I have in the workshop a bracket clock with a badly worn escape wheel pinion. Surprisingly the 3rd wheel teeth do not show the normal step formed when there is this sort of wear in the pinion with which it meshes. It is mounted on a collet at the front, rather than on the pinion head. Although the collet has quite a wide head so there was potential to re-seat the wheel further back by reducing the thickness of the collet head,  I could not do so because it would have fouled on the fusee stop-nib, but and there was room to move it closer to the front plate without it fouling on anything. I decided to do this rather than turning it off the collet, and mounting it on a new one.

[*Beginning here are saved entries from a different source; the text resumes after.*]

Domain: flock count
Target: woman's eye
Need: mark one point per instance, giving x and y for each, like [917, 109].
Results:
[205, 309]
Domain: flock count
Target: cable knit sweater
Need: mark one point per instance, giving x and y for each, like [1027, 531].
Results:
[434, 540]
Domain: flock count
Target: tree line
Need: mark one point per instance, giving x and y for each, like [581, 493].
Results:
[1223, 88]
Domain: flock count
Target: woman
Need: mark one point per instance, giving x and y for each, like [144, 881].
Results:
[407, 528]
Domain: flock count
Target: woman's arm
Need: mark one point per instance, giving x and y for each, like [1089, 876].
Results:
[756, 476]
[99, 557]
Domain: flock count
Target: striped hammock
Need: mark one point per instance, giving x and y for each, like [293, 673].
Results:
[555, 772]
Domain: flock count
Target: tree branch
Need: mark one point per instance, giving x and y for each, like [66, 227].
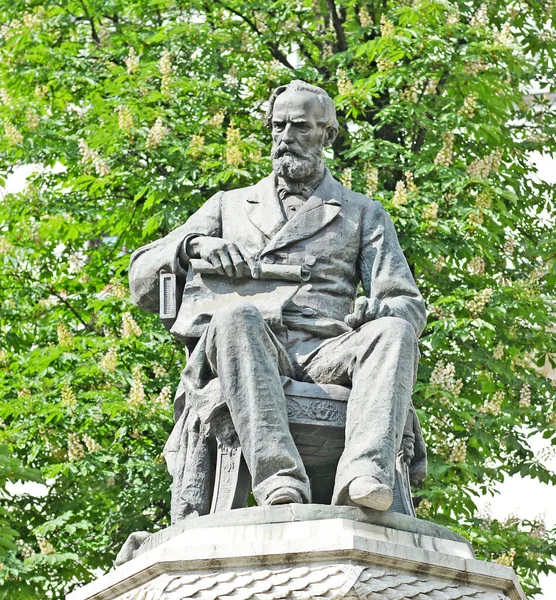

However, English & French clock wheel collets tend to be soft-soldered onto the arbor, and this one was no exception - so how do you move one without loosing concentricity? This is my answer...
I have an 8mm watchmakers lathe for which I have a (reasonably) 'true' 3-jaw chuck. The collet body to which it is attached is bored out down the centre. I made up a female centre on a bar of carbon steel which is a fairly tight push fit at the front end, with the rest of the bar reduced slightly so it slides down the collet and draw-bar without too much resistance, and long enough to stick out at the back end of the draw-bar.
To move the wheel I mounted it in the 3-jaw chuck with exposed end of the arbor supported in a female tail-stock and the made-up head-stock centre up against the pivot inside the body of the chuck.
With the lathe running very slowly, I warmed up the collet with a spirit lamp, maintaining a slight pressure on the bar down the centre of the headstock.  Once the arbor stopped rotating because the solder was soft and there was pressure on the ends of the arbor, I eased the tail-stock back slightly, re-clamped it and waited for the arbor to start turning again, all the while maintaining pressure on the head-stock centre.
The collet is now re-positioned with the wheel still concentric with the pivots, and meshing with an undamaged part of the escape pinion.
While the job (including making the head-stock centre) probably didn't take any less time than re-colleting the wheel would have, all parts are still original; and, of course, I now have the head-stock centre so in future this job will be a lot quicker!